E da fenda irrompeu um torrente de magma infernal. Se fosse necessário expressá-lo como uma emoção humana, talvez pudesse ser chamado de risada. Uma expressão de violência, infinitamente má, infinitamente destrutiva, um vislumbre de algo que não descansaria até que tivesse reduzido a cinzas tudo o que ousasse se colocar em seu caminho... Esse era o som da alegria de Balalaika.

- Muito bem, vou te ensinar, Stanislav. Assim como você perdeu seu orgulho, nós fomos abandonados por ele.

Stan congelou de choque, encarando a mulher rindo à sua frente. E na onda de emoção que veio antes da tristeza, ele entendeu a verdade.

...Não. Essa mulher não é a Sofiya. A Kapitan nunca riria assim.
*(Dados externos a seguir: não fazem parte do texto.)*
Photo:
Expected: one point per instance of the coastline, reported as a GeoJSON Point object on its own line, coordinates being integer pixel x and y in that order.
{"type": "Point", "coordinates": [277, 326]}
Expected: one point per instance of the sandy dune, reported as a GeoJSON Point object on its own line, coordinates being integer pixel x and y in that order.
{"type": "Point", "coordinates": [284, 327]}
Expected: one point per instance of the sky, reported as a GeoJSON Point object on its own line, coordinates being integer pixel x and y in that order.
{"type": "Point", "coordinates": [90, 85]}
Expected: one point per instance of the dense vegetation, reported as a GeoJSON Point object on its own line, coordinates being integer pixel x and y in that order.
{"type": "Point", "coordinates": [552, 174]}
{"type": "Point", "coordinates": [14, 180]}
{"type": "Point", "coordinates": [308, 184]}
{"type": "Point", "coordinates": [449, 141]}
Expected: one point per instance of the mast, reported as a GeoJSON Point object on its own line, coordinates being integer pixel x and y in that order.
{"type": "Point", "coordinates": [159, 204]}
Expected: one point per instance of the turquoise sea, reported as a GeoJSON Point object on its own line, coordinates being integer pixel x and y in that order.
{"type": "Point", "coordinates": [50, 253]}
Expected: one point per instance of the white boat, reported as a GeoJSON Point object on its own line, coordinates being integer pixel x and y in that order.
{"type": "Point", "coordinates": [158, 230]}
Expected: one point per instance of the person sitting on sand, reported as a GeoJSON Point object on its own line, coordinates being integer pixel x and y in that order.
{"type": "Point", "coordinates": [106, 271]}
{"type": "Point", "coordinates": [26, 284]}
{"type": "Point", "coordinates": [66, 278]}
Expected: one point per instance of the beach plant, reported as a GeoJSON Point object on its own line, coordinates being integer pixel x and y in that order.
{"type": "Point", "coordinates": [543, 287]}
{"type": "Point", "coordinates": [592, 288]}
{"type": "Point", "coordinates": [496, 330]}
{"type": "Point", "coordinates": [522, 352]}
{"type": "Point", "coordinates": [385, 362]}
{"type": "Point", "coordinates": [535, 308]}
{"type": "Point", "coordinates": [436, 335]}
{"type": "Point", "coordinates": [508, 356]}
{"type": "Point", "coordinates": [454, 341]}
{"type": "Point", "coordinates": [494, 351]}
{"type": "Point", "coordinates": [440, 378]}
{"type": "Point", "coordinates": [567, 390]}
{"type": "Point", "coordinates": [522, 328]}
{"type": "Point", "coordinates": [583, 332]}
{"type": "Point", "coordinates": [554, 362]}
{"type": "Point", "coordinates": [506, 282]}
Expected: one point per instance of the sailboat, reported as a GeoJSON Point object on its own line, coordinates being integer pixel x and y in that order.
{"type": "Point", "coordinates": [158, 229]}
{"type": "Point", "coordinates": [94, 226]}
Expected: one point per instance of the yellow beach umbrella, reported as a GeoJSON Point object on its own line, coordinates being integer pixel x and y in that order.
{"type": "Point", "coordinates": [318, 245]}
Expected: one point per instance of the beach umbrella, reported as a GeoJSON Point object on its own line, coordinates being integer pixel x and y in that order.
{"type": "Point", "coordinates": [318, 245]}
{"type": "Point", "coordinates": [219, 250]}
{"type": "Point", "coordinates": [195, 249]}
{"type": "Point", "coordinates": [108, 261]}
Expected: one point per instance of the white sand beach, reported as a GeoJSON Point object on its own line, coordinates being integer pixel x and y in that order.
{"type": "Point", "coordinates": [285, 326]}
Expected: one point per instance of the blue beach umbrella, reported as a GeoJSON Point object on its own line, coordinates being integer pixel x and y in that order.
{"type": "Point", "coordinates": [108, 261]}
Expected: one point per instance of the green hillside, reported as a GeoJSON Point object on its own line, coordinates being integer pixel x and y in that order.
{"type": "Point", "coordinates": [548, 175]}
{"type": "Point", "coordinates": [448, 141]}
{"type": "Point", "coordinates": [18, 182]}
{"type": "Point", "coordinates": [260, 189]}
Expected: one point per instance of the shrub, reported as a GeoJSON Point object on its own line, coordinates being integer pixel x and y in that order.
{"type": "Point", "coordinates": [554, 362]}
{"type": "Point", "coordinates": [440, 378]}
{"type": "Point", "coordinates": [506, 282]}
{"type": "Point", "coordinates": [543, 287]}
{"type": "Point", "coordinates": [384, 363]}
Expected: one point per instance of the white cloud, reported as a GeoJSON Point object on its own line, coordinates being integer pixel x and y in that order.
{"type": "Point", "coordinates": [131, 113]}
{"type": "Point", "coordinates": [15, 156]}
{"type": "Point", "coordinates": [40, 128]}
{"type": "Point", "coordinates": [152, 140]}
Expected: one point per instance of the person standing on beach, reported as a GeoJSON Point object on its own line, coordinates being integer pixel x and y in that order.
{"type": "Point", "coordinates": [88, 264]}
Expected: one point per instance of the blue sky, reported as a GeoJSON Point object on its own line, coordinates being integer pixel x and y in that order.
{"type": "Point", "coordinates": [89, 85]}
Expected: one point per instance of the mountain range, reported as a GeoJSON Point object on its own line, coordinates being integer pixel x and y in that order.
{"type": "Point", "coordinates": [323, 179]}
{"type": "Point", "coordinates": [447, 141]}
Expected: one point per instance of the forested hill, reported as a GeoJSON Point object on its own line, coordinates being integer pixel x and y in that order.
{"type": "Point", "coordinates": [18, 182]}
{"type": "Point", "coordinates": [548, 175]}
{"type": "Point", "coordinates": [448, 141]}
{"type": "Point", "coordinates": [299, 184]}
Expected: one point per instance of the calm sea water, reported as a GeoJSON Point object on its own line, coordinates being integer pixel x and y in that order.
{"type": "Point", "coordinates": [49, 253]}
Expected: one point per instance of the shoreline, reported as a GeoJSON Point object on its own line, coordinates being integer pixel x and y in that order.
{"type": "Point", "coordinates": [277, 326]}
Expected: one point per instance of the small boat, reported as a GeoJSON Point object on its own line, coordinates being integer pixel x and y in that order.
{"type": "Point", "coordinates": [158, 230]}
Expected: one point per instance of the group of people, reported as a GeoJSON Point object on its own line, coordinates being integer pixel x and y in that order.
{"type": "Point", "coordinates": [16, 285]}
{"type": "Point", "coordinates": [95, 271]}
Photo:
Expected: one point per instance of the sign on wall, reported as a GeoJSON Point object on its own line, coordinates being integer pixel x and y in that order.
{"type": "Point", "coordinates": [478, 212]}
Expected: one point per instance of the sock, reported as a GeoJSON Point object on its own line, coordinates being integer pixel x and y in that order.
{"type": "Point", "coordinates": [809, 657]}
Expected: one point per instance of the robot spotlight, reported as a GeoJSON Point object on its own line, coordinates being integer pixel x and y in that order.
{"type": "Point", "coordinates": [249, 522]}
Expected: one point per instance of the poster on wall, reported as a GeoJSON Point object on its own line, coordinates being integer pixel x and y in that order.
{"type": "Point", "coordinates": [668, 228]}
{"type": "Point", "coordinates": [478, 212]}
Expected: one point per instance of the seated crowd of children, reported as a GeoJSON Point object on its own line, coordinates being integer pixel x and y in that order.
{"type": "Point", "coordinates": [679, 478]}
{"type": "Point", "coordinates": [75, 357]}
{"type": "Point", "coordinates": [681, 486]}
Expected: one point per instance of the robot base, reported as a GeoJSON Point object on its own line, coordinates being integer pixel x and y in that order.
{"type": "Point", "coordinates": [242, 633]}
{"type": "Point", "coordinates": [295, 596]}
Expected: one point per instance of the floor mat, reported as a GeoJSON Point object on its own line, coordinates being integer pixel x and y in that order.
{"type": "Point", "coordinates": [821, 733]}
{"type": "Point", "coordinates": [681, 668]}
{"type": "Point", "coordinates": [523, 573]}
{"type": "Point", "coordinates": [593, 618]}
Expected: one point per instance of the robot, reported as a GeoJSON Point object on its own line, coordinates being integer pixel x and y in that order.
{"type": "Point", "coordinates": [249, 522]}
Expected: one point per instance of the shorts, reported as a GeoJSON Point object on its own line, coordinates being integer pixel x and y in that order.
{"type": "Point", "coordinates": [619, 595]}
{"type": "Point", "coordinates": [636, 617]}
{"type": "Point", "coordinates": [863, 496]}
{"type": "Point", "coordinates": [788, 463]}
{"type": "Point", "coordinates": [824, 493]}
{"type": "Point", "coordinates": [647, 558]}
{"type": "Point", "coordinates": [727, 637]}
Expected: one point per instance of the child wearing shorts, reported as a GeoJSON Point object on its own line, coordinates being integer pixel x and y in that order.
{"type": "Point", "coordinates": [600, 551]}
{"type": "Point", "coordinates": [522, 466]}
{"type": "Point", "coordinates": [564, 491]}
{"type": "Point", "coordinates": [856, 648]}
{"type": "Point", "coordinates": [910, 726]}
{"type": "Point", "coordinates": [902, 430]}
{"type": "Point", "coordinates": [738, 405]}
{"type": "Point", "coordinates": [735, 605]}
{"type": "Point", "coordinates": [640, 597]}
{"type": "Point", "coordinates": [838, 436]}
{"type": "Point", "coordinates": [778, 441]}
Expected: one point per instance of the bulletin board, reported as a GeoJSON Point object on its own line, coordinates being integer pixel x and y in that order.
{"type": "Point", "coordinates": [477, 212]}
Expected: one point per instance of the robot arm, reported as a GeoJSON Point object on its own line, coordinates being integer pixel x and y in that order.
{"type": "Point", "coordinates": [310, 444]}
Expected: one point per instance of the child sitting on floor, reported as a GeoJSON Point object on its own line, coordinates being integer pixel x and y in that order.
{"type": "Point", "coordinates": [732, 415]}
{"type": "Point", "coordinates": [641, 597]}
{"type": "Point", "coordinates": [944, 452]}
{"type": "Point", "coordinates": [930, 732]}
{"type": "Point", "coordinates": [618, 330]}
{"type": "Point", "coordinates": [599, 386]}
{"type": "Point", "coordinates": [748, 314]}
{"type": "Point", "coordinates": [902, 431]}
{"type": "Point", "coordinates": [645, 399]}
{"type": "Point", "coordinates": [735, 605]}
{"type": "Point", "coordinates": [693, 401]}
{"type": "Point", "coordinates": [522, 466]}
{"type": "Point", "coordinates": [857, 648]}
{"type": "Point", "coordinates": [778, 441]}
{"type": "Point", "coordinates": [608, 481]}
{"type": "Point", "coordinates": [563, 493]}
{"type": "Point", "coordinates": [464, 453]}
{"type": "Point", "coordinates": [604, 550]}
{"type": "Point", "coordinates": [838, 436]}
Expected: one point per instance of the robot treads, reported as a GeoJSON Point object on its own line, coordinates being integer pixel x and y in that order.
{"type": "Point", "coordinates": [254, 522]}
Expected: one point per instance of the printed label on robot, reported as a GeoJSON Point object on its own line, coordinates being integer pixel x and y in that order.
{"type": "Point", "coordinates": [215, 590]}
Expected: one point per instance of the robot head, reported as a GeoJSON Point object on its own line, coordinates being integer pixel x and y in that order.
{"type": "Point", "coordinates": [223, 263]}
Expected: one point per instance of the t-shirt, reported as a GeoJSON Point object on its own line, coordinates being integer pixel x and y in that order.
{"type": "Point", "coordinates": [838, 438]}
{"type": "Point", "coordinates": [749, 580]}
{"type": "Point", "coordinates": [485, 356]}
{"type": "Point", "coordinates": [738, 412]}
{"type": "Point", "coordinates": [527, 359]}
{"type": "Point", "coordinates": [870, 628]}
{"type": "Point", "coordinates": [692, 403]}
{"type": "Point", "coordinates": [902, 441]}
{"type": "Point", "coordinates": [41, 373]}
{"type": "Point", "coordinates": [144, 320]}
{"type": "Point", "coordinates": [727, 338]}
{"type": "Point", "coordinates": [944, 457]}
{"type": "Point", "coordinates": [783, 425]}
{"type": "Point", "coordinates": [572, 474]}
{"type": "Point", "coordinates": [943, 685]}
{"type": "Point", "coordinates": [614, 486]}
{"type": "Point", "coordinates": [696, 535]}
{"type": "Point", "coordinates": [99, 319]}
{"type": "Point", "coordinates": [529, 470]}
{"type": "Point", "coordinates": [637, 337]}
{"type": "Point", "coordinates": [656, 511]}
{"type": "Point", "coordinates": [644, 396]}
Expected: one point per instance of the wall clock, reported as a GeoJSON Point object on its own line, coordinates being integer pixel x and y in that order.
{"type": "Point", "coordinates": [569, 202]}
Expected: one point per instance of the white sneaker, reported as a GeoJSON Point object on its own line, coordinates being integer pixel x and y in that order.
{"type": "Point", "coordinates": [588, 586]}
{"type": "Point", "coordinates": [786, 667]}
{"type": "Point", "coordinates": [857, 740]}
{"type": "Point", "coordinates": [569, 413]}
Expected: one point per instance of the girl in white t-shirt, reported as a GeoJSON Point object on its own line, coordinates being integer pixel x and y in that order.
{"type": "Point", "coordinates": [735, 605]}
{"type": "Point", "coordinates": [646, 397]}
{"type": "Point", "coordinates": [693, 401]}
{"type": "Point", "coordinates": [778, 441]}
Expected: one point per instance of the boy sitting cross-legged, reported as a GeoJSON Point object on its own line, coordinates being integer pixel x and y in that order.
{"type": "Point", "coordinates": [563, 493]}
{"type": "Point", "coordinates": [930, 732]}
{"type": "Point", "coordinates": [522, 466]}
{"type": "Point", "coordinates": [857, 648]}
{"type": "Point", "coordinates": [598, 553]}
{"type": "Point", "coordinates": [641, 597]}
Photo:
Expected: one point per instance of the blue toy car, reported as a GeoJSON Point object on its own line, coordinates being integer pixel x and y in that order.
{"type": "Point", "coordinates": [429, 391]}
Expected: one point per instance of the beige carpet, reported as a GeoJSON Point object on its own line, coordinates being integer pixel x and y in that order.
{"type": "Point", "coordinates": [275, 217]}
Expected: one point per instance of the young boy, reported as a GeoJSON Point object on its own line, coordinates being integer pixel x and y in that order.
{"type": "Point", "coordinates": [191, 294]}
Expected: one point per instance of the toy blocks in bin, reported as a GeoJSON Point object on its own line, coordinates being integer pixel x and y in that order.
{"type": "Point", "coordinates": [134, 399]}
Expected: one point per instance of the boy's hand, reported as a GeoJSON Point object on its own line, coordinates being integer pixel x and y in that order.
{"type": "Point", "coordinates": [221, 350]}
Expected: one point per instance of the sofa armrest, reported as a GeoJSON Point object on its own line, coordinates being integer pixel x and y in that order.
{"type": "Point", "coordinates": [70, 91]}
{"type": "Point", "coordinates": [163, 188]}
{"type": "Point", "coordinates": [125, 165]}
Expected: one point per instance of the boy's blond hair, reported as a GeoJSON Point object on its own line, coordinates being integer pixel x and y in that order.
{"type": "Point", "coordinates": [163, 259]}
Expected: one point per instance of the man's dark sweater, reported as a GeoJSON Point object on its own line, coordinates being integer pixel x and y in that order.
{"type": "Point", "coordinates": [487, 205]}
Então isso deve ser ninguém menos que Balalaika...

Somente então Stan percebeu que estava diante daquela que chamavam de Fry Face em sussurros, a rainha do mal temida por todos.

- Para o país que se chamava Rússia, o campo de batalha do Afeganistão não passava de um pesadelo a ser esquecido. A memória sem sentido de um sonho horrendo que foi sonhado uma vez, há muito tempo, quando ainda se chamavam de soviéticos. E assim... o que éramos nós para esse novo e brilhante país além de sombras, rastejando para fora das profundezas desse pesadelo? Isso é o que aconteceu conosco, nós que recebemos o título condenatório de 'veteranos do Afeganistão'. Perdemos nossa chance de morrer, e ao fazê-lo, perdemos nosso lugar para viver.

Havia algo ali, no abismo interminável de sua risada maníaca, que transformara a Kapitan Pavlovena em Balalaika. Era o que quer que tivesse acontecido a eles quando retornaram do campo de batalha, o preconceito que fora direcionado aos heróis exaustos. Algo que Stan nunca havia experimentado.

- É por isso que ainda estamos sonhando. Não nos importamos mais onde estamos, contanto que o cheiro de sangue e enxofre esteja conosco. Todos aqui já perceberam que sem as mentiras que chamávamos de causas e honra, podemos continuar sonhando tanto quanto quisermos, pelo tempo que quisermos.

- Kapitan...

Um indescritível sentimento de perda o dominou, sufocando as palavras antes que pudessem sair de sua garganta. Stan nem sequer conseguia começar a imaginar o que acontecera com eles ao retornar para casa.Balalaika parou à beira de se virar mais uma vez, olhando para Stan. Ela sussurrou para ele então, o tom de sua voz subitamente quase nostálgico.

- Companheiro Suboficial Júnior. Você ainda está sonhando também, não está? Você pode sentir aquelas areias secas? Pode ouvir o uivo do vento?

- ...

- Então você é um homem feliz. Me vejo invejando você.

Com suas palavras ditas, Balalaika entrou no banco de trás de seu carro, suas abas de casaco ondulando suavemente ao vento. Os Vysotniki a seguiram.

Os dois Mercedes-Benz viraram, seus motores rugindo um desafio para a noite silenciosa enquanto voltavam para Roanapur.

Apenas Stan ficou, privado até mesmo da força para ficar de pé.